Have noticed that with my YDD (ADHD) that if we are doing direct 1 on 1 that she can't handle more than 30-45 mins tops.  She stresses out and loses focus.

We did a state project a few months ago and she LOVED some of it so much that she got lost and worked for 4 hours without a break.  There were no complaints and she enjoyed every moment of it.  She begged for more at the end of each lesson that we just kept on going.
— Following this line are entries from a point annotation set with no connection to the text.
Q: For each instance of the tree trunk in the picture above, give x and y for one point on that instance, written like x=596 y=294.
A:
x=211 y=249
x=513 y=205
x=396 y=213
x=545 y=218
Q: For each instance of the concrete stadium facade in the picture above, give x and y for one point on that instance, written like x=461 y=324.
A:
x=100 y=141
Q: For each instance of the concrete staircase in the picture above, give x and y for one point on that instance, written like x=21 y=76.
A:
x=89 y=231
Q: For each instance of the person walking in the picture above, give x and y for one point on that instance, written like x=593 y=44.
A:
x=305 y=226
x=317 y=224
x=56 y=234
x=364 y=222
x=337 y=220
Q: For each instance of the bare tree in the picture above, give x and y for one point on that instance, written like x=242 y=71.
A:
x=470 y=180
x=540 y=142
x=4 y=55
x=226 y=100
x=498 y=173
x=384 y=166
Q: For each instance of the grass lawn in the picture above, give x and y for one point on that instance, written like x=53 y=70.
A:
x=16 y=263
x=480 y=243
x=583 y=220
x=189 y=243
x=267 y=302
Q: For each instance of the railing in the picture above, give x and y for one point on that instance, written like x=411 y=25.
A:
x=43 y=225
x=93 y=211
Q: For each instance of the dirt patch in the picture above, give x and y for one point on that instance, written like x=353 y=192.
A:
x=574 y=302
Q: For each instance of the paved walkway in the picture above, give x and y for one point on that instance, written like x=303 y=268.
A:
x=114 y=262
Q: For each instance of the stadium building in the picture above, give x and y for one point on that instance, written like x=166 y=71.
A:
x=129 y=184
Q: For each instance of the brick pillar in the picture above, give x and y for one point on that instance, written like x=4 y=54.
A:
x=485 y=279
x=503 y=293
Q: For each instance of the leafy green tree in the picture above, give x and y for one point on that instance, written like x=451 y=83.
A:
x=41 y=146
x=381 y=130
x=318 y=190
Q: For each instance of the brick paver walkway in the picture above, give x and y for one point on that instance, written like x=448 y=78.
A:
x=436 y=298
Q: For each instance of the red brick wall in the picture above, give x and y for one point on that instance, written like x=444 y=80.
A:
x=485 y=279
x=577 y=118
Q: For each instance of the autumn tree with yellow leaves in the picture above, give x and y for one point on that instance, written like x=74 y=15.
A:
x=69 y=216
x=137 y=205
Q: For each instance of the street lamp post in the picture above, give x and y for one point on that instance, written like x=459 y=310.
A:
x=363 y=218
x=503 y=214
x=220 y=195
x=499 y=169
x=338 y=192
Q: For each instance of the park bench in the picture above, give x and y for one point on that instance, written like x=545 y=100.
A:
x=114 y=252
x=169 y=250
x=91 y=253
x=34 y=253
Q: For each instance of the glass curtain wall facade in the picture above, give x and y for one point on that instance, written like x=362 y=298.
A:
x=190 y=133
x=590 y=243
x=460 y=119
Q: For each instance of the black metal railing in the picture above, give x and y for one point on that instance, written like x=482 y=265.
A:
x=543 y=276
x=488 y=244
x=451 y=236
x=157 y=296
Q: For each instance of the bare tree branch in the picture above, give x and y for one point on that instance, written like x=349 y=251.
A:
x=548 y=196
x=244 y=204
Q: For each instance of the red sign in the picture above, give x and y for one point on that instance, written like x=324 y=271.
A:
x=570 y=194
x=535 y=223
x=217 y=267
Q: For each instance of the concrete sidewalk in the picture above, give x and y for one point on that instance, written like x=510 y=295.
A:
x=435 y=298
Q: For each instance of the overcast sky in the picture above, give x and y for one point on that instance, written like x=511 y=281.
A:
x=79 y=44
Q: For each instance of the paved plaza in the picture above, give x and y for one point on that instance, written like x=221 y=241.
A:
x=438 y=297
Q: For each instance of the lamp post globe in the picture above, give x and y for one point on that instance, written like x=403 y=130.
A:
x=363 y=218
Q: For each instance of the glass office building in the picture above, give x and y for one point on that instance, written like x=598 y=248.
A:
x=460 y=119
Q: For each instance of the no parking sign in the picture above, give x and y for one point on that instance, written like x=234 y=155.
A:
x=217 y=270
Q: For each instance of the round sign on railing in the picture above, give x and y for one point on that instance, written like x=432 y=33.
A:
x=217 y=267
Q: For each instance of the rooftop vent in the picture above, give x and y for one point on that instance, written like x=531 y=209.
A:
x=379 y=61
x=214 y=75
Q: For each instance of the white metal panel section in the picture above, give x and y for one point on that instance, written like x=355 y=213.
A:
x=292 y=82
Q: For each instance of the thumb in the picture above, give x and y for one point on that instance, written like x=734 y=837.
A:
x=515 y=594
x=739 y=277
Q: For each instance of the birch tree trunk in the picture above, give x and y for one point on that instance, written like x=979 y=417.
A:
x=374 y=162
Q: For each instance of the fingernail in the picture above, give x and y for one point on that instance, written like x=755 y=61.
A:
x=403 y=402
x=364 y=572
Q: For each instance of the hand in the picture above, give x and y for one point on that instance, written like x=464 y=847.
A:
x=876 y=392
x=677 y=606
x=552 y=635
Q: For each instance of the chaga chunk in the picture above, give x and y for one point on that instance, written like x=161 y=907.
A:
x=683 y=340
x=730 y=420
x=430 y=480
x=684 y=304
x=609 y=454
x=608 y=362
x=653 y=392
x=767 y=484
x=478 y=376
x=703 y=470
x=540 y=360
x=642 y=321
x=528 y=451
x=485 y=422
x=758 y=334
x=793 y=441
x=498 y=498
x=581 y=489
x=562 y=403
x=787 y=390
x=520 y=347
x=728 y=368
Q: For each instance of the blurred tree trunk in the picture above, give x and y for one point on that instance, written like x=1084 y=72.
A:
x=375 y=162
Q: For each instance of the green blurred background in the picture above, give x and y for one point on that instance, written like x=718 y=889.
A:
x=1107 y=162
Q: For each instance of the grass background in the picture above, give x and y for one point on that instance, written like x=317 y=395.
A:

I think you just have to continue to test the waters.  He will lead you into longer days just by staying focused and having a thirst for more knowledge.  It does come but it takes some time.

MamaNeeNee
by Member on Oct. 3, 2016 at 10:29 PM

3-6... depends on how focused they are and what's on the agenda for the day. 

Scribbleprints
by Group Admin on Oct. 4, 2016 at 9:43 PM

Thanks.  What ages are they?  (Or around what ages...early elementary, late elementary, middle school, high school?)

Quoting MamaNeeNee:

3-6... depends on how focused they are and what's on the agenda for the day. 



ladyluke2007
by on Jan. 8, 2017 at 5:13 PM

Unless one of us is sick or we have a lot of running to do, we generally do about 3 hours a day.  Our state said we have to have 180 days.  It said nothing about hours.  So aws long as he is learning, and retaining what he is learning, I'm OK with that.